Québec — Les femmes qui se prostituent se font de plus en plus maltraiter par les clients, estime la directrice de l’organisme la Maison de Marthe, Rose Dufour.


« Les gars, ils consomment du McSexe, a résumé Mme Dufour en marge d’une activité de financement. C’est devenu tellement banal. […] Socialement, le message c’est : “ Allez-y, servez-vous ! Elles sont là pour ça. ”»


Voilà dix ans que la Maison de Marthe aide les femmes à se sortir de la prostitution. Selon la directrice, la situation de ces femmes s’est détériorée. « Depuis les six, sept dernières années, il y a eu une banalisation du phénomène de la prostitution. […] Les jeunes sont de plus en plus facilement prostituables », explique-t-elle.


« Les femmes aussi nous disent combien [elles] sont davantage dégradées, comment les relations entre clients et femmes se dégradent. » Elle ajoute qu’il y a une « escalade dans la demande des hommes » mêlée d’une « désensibilisation » à l’égard des femmes.


Un phénomène qu’elle attribue notamment à la pornographie dont les hommes tentent de reproduire les « postures », les « positions ».

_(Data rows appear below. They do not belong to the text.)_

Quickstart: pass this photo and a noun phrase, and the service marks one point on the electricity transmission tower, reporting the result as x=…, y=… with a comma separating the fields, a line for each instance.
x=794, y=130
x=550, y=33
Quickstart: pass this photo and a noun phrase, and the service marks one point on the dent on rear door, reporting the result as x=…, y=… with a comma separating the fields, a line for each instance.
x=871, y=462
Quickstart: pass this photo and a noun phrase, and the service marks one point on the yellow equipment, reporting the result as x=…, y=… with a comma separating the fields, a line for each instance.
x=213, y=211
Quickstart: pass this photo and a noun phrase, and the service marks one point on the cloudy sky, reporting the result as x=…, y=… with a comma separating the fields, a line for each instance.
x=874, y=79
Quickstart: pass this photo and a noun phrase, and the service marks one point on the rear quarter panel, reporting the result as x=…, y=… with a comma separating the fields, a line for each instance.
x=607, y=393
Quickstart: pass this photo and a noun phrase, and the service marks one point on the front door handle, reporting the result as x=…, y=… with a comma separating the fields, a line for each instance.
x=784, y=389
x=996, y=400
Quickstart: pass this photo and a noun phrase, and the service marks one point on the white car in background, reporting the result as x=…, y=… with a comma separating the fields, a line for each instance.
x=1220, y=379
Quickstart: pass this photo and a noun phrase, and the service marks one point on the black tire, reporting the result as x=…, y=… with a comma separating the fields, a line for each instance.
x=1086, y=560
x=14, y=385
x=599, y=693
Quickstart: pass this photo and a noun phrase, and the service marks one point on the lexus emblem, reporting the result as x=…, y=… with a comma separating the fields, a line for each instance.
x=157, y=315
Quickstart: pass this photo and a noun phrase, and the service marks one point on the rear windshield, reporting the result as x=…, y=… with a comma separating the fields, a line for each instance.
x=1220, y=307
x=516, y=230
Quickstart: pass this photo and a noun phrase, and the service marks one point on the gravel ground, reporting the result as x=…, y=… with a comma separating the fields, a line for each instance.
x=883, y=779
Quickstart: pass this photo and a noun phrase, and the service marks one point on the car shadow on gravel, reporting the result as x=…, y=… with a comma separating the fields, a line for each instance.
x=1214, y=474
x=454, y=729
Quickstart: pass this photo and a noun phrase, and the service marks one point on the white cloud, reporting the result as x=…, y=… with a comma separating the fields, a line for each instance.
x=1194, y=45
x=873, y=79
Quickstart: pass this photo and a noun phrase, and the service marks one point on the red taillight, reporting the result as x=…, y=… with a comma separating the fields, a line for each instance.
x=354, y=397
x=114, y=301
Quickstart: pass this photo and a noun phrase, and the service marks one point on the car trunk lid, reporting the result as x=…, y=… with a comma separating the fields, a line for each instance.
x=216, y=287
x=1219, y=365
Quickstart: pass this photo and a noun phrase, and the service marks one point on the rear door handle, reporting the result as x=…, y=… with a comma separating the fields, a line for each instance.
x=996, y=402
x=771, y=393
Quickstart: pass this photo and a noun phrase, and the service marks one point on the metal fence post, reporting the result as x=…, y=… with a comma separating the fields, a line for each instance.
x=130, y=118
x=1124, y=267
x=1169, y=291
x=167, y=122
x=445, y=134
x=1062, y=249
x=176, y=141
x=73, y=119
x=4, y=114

Rose Dufour s’insurge par ailleurs contre le discours de Jean-Claude Lord dans le documentaire Les criminelles. Ce dernier milite en faveur d’une plus grande acceptation sociale de la prostitution et dresse le portrait de femmes qui vendent leur corps sans se voir comme des victimes.


« J’ai tellement trouvé ça ignorant, mal documenté. Je voudrais le rencontrer. » En 2011, la documentariste Ève Lamont s’était inspirée de la Maison de Marthe pour dresser un portrait opposé de la prostitution. L’imposture contestait le fait que des femmes se prostituaient par choix.


Mme Dufour explique plutôt que beaucoup de femmes vivent une lune de miel lorsqu’elles commencent à se prostituer parce que l’attention que leur donnent les hommes les valorise. Or, dit-elle, ça ne dure pas. Elle ajoute que 90 % des femmes avec qui elle a travaillé avaient subi des abus sexuels et des viols.